75 Wash. 635 | Wash. | 1913
Lead Opinion
This is an action for damages, alleged by the plaintiff to have resulted to it from a breach of a contract on the part of the defendant. A trial before the court and a jury resulted in verdict and judgment in favor of the plaintiff. The defendant moved for a new trial. Prom the order granting the same, the plaintiff has appealed.

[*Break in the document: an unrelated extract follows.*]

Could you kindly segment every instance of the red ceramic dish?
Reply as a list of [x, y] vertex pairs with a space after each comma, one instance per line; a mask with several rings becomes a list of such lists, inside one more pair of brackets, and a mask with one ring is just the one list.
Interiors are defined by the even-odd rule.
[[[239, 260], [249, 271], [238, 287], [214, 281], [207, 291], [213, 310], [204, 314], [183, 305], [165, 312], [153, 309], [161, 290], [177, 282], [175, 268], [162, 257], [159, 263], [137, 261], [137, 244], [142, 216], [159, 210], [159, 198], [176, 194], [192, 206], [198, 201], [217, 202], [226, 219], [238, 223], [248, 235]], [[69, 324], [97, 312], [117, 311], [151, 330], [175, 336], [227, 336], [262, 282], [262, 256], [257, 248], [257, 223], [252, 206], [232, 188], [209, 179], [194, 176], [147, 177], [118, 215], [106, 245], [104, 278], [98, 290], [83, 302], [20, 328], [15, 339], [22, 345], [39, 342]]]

“That, in addition to the sum of Fifty cents (50c) per cubic yard, which defendant, by the terms of said contract, stipulated to pay plaintiff for the removal of said rock which by oral understanding and agreement between the parties was to become, when excavated, the property of this plaintiff, plaintiff would have been able to sell and dispose of said Thirteen Thousand (13,000) yards of rock in a manner and at a price which would have enabled plaintiff to realize in connection with the amount agreed to be paid to plaintiff by defendant, the net sum of Ninety-four (94c) Cents per cubic yard for the removal of said rock over and above all expenses incurred in connection with the removal thereof, and plaintiff alleges that it was at all times willing, able and desirous of removing said rock and completing said contract according to the terms thereof and that had it been permitted to do so, it would have derived a net profit of Ninety-four cents (94c) per cubic yard on each and every cubic yard of rock remaining on said premises, making a total of Twelve Thousand Two Hundred and Twenty ($12,220) Dollars.”

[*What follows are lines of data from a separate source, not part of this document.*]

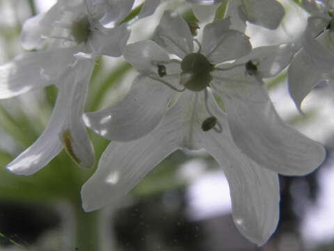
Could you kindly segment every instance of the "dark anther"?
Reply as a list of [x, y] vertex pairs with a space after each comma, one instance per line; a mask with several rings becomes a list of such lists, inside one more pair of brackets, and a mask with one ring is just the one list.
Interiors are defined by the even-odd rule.
[[158, 75], [159, 77], [164, 77], [166, 75], [166, 66], [164, 65], [158, 64]]
[[331, 29], [331, 22], [330, 22], [328, 23], [328, 24], [326, 26], [326, 29], [328, 31], [328, 30], [330, 30]]
[[205, 120], [202, 123], [202, 130], [203, 132], [207, 132], [209, 130], [212, 129], [214, 126], [217, 123], [217, 119], [214, 116], [211, 116]]
[[250, 75], [255, 75], [257, 73], [257, 66], [250, 60], [246, 63], [246, 72]]
[[189, 22], [188, 25], [189, 26], [190, 32], [193, 36], [197, 36], [197, 30], [200, 29], [200, 27], [196, 23]]

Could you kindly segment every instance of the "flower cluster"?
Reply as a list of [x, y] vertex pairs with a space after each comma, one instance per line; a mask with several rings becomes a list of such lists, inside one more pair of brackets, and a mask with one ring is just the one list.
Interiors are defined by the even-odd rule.
[[[278, 174], [306, 174], [325, 158], [321, 145], [279, 117], [263, 79], [289, 66], [290, 94], [299, 110], [318, 82], [331, 82], [334, 3], [302, 1], [310, 16], [301, 47], [253, 48], [247, 23], [276, 29], [285, 14], [279, 1], [178, 1], [201, 20], [202, 39], [200, 26], [176, 10], [164, 13], [152, 40], [127, 44], [131, 23], [125, 17], [134, 2], [58, 0], [25, 22], [22, 45], [35, 51], [0, 66], [0, 98], [49, 84], [59, 91], [43, 133], [7, 168], [33, 174], [63, 147], [78, 165], [90, 167], [94, 153], [86, 126], [91, 128], [112, 142], [82, 188], [83, 206], [90, 211], [127, 194], [175, 150], [204, 149], [228, 178], [236, 226], [263, 244], [279, 218]], [[146, 0], [137, 20], [164, 3]], [[223, 7], [223, 17], [214, 18]], [[84, 114], [99, 55], [122, 55], [138, 75], [122, 99]]]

In ordering a new trial, the court stated its reasons therefor, which are preserved in the statement of facts. One of the reasons so stated by the court was error in its instructions to the jury touching the burden of proof. The particular instruction which the trial court, upon reflection, concluded it had erroneously given to the jury, reads as follows:
“You are further instructed that the burden of proof is upon the defendant to prove his affirmative defense by a fair preponderance of the evidence. That is to say, the burden of proof in this case is upon the defendant to prove to you by a fair preponderance of the evidence that the plaintiff was not proceeding to perform its contract with reasonable diligence, and was not attempting to complete said contract within a reasonable time; and if, after a full and fair consideration of all the evidence in this case, you do believe that the plaintiff was not prosecuting its work with reasonable diligence and was not attempting to complete said contract within a reasonable time from the date of entering into the same, then I instruct you that the plaintiff cannot recover in this case upon the second cause of action.”

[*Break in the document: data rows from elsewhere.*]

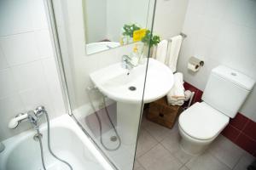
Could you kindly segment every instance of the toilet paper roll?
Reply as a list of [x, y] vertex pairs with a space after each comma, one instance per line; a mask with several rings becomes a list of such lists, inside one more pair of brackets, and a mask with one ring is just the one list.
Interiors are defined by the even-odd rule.
[[190, 57], [189, 60], [189, 63], [192, 64], [192, 65], [198, 65], [200, 66], [203, 66], [204, 65], [204, 61], [196, 58], [196, 57]]
[[197, 71], [199, 71], [199, 68], [200, 68], [199, 65], [188, 63], [188, 69], [194, 71], [194, 72], [196, 72]]

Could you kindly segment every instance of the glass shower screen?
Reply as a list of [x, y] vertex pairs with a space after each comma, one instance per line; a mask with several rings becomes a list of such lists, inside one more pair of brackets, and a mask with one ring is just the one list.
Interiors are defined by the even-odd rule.
[[[137, 1], [123, 0], [115, 7], [108, 4], [114, 1], [104, 0], [95, 4], [90, 0], [52, 2], [70, 114], [113, 167], [131, 170], [150, 51], [150, 42], [143, 37], [151, 37], [154, 1], [143, 0], [138, 4]], [[143, 6], [143, 14], [138, 11], [139, 5]], [[103, 9], [106, 13], [102, 15]], [[90, 16], [86, 14], [88, 10]], [[96, 22], [102, 27], [96, 26]], [[105, 34], [99, 37], [101, 32], [96, 29]], [[109, 30], [113, 34], [108, 33]], [[140, 34], [143, 34], [141, 38]], [[119, 43], [115, 48], [109, 45], [113, 35]], [[86, 40], [93, 37], [100, 37], [94, 42], [93, 49], [102, 49], [105, 42], [109, 50], [88, 55]], [[127, 62], [138, 54], [137, 64]]]

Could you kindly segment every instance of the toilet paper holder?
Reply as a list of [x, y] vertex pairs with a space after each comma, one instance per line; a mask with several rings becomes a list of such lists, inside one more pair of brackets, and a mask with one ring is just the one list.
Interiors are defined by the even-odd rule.
[[198, 71], [200, 67], [204, 65], [204, 61], [196, 58], [196, 57], [190, 57], [188, 63], [188, 69], [195, 72]]

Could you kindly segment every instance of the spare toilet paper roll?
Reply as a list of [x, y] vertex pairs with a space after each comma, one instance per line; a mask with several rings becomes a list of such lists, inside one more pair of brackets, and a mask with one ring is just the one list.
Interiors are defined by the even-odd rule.
[[197, 71], [199, 71], [199, 65], [195, 65], [195, 64], [191, 64], [191, 63], [188, 63], [188, 69], [196, 72]]

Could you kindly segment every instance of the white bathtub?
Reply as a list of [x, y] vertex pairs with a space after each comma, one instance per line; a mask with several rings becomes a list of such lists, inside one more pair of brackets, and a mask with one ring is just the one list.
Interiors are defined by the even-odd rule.
[[[69, 170], [49, 155], [46, 130], [44, 123], [40, 131], [47, 170]], [[34, 134], [35, 131], [31, 129], [3, 142], [5, 150], [0, 153], [1, 170], [43, 170], [39, 142], [33, 139]], [[73, 170], [113, 170], [67, 114], [50, 121], [50, 137], [54, 153], [69, 162]]]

Some contention is made rested upon the alleged shifting of the burden of proof. It is said that the admission of the making of the contract on the part of respondent, in effect, constituted the making of a prima facie case against him; upon which counsel seem to argue that this resulted in shifting the burden of proof. We do not understand that the establishing of a prima facie case sufficient to go to the jury has the result of shifting the burden of proof. The jury are not necessarily bound to find for the plaintiff upon the making of a prima facie case. Prima facie case means only that the case has proceeded upon sufficient proof to that stage where it must be submitted to the jury, and not decided against the plaintiff as a matter of law. A prima facie case does not necessarily mean that judgment goes in favor of the plaintiff as a matter of law. The jury are still the judges of
Other remarks of the judge made upon disposition of the motion for a new trial indicate that he also rested his ruling upon other grounds. We are not entirely clear as to what these exact grounds were, though one of them seemed to be that the facts stated as a second cause of action did not constitute a cause of action. We cannot agree with the learned trial judge in this view, however. It seems to us a reading of the allegations of the second cause above quoted shows, if true, that plaintiff’s rights were invaded, to its damage.
We are of the opinion that there was no error in the granting of a new trial. The order appealed from is affirmed.
Crow, C. J., Gose, and Mount, JJ., concur.
Dissenting Opinion
(dissenting) — The statement of the majority that the allegation quoted in the opinion, if true, constitutes a cause of action, is misleading. Standing alone, it does not state a cause of action. It is only when coupled with the presumption that the parties had in mind that the rock should be removed within a reasonable time, that the dignity of a cause of action can be given to the charge. All that can be made out of the record, when considered in its entirety, is that respondent employed appellant to remove rock from his land. The contract was entered into on the 29th day of July, 1909. Respondent gave notice to the appellant in March, 1911. An unreasonable time had elapsed. Appellant admits that the rock might have been removed in a very much shorter time, but it seeks to maintain an action for damages against respondent by asserting that there was a contemporaneous agreement or understanding that he would sell the rock at a profit. It. is not denied by respondent that appellant could do as it pleased with the rock, but it does not follow that respondent took upon himself the uncertainties and vicissitudes
To this extent, I dissent from the holding of the majority.